Analyzing Canada’s Labour Participation Rate: February 2023 Insights

Canada’s labour market continues to exhibit resilience, as the Labour Force Survey for February 2023 reveals stable employment figures and a consistent unemployment rate of 5.0%. This article delves into the key highlights and insights from the latest data release, shedding light on the dynamics of the Canadian workforce.

Steady Employment Trends

Employment in Canada remained steady in February, with an increase of 22,000 jobs, contributing to a positive upward trend since September 2022. Interestingly, employment among those aged 55 to 64 surged by 25,000, showcasing a strong trend that began in August 2022. This trend is indicative of an evolving labor market, where older individuals are actively participating.

Sectoral Insights

Several sectors experienced notable changes in employment. The healthcare and social assistance sector witnessed substantial growth, with 15,000 new jobs created in February. Public administration also saw a boost, adding 10,000 positions. However, the business, building, and other support services sector recorded a decline of 11,000 jobs, marking its first notable drop since October 2021.

Gender and Age Dynamics

Employment among women in the six months leading up to February increased, reflecting ongoing progress in gender balance within the workforce. Of particular note is the surge in employment for women aged 55 to 64, with a record-high employment rate of 60.8%. On the other hand, core-aged adults (25 to 54) saw little change in employment levels. The youth employment rate in February stood at 59.5%, demonstrating a steady increase over the past year.

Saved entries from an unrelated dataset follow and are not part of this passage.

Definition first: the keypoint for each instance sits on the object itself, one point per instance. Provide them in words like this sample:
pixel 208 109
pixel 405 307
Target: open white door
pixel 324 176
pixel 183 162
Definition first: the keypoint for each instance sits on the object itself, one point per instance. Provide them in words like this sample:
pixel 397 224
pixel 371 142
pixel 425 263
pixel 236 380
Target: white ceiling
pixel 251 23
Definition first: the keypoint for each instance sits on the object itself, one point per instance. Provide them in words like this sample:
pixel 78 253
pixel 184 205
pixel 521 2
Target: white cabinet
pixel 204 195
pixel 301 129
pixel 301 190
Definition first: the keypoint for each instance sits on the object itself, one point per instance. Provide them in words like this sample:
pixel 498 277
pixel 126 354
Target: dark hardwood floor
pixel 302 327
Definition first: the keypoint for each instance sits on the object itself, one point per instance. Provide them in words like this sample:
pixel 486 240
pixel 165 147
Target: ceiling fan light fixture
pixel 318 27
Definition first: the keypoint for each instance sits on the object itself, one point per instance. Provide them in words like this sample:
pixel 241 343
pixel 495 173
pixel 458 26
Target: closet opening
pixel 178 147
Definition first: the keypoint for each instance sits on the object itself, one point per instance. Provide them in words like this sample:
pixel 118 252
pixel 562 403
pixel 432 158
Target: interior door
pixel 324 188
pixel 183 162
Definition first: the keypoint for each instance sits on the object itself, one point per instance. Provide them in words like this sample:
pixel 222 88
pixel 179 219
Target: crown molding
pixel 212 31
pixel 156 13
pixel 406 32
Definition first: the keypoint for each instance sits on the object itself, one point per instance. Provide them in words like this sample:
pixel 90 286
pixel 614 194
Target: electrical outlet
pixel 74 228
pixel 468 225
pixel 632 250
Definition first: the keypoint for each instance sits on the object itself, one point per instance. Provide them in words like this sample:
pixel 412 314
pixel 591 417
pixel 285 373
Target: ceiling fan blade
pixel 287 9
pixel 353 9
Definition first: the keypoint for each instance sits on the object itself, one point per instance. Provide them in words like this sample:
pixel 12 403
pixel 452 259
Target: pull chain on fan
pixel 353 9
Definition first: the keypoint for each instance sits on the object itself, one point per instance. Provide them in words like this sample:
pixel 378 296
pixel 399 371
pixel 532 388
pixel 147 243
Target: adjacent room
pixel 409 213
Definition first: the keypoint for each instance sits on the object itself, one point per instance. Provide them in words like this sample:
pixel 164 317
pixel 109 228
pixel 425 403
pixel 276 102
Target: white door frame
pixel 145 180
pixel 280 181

Wage Growth and Unemployment Rate

Average hourly wages rose by 5.4% year-over-year in February, reaching $33.16. This increase reflects robust wage growth in the Canadian labor market, outperforming previous months. The unemployment rate held steady at 5.0% in February, remaining close to the record low observed in June and July of 2022.


Regional Variations

Employment trends varied across provinces. Prince Edward Island, Newfoundland and Labrador, New Brunswick, and Manitoba experienced job growth, while Nova Scotia reported a decline. Quebec continued to exhibit a strong labor market, with a low unemployment rate of 4.1%. In contrast, Ontario’s employment held steady, with a 5.1% unemployment rate.


Canada’s labour participation rate remains robust, with steady employment growth in various sectors and across demographics. The increasing participation of older workers and the persistent wage growth are positive indicators of the country’s economic health. Despite regional variations, Canada’s labor market appears resilient, promising continued stability in the months to come.